"One can warm up to the possibility of greater share going forward, but it is hard to get over taking on this cost structure, including hiring an estimated 32,000 Nokia employees relative to Microsoft's existing 99,000," Sherlund wrote. "Adding to the cost structure when shareholders may be looking for steps in the other direction is not likely to be well received."
Yet part of what Microsoft gets with the employees coming over is valuable knowledge -- knowledge of the consumer and mobile markets, relationships with carriers, and strategies for reaching customers in emerging markets, said Carolina Milanesi, an analyst with research firm Gartner.
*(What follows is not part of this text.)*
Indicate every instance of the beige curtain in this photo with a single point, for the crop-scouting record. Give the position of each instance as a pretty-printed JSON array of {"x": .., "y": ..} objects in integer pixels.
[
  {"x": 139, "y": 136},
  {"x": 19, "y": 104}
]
"There are a lot of people who say: 'It hasn't worked in the past 21/2 years of being partners. Why is this going to be different now?'?" Milanesi said of the partnership, begun in February 2011, between Microsoft and Nokia in which the Finnish company committed to using primarily Windows Phone for its smartphones.
"I think it is going to be different," she said. "Nokia had been limited in how many products it could take to market at a given time. Some of those challenges are going away with Microsoft's resources. And the relationship that comes from being in the same company changes things."
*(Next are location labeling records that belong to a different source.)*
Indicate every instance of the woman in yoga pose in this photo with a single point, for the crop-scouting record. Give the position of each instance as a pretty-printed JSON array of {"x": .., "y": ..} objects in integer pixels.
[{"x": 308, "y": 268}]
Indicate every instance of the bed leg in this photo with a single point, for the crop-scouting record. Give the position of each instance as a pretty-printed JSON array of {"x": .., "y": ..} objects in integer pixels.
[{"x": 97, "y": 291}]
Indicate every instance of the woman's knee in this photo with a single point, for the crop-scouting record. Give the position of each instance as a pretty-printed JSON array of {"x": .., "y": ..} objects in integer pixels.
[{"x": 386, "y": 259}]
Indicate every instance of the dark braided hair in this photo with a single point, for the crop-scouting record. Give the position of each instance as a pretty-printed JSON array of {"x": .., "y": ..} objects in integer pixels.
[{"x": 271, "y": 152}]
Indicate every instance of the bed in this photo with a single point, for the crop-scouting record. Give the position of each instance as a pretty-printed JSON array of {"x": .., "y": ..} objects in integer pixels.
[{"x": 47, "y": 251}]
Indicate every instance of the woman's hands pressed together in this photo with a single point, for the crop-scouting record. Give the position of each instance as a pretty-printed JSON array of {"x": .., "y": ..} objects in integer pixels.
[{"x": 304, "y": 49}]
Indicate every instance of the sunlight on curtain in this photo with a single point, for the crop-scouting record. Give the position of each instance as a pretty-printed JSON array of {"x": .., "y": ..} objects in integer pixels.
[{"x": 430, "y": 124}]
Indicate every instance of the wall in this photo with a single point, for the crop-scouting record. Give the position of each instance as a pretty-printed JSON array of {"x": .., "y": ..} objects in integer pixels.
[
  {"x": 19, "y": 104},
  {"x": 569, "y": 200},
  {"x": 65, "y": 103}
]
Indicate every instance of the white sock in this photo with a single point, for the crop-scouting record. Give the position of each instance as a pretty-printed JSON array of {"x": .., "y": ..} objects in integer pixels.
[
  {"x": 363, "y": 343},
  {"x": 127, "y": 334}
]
Ballmer said in a conference call Tuesday morning that it was vital for the company to succeed with mobile devices.
"The device opportunity is perhaps the best opportunity for pursuing users in very, very large numbers," he said.
And, he continued, being successful with users is "absolutely vital" to the company succeeding in the workplace and in the home.
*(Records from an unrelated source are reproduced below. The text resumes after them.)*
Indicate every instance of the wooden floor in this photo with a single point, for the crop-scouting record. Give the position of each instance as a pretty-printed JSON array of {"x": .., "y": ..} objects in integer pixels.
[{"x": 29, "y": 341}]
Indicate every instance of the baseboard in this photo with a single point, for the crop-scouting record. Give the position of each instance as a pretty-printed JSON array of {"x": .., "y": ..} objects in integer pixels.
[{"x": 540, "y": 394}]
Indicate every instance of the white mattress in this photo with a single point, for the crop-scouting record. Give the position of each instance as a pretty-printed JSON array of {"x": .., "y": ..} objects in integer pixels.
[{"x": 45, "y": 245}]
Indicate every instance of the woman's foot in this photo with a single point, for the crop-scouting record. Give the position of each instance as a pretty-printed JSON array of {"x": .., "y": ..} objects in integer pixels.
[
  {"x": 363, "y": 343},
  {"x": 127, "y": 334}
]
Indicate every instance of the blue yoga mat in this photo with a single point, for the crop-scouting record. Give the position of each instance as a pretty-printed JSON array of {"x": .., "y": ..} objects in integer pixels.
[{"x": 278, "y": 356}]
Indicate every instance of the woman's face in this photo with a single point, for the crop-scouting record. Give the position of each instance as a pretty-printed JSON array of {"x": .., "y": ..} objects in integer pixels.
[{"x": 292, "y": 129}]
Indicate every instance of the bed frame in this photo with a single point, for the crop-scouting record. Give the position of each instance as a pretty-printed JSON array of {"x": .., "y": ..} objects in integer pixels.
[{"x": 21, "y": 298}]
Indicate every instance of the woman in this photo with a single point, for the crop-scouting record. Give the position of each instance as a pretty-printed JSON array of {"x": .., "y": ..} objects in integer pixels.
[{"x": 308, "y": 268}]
Melding Nokia and Microsoft would allow the marketing of Windows Phone to be more focused, with one brand and one unified voice in the market, Ballmer said.
Will Stofega, an analyst with research firm IDC, said the deal shows how important it is these days to have an integrated platform, with hardware that works well with and shows off the capabilities of the software.
Combining the two companies into one should theoretically also make it easier for Microsoft to be more agile in making changes since it now will own manufacturing facilities and have supply-chain relationships that have been established.
"Minor changes in operating systems, in chipsets -- tiny little things that go into these devices -- can have broad impact on how the devices are formed," Stofega said.
So if Microsoft changes something in its operating system, it should be easier to make subsequent hardware changes in its own manufacturing plants, rather than having to go through another company.
Microsoft also recognizes that Nokia has been successful in competing at the lower end in some emerging markets -- something vital to future growth as the markets in the U.S. and Europe become saturated.
"Asia Pacific and the countries there are key to growth," Stofega said. "If you don't have a presence and capabilities there, you're not going to go far."
Still, huge challenges remain -- among them how Nokia's handset business will be integrated into a Microsoft that is itself in the midst of a massive reorganization.
"This is not going to be a sort of sudden 'snap your fingers and everything works.' It's going to take some time and some investment," Stofega said. "I think the thing investors don't realize is that if Microsoft doesn't do this, it's going to be a tough future ahead because mobility -- mobile computing -- is critical."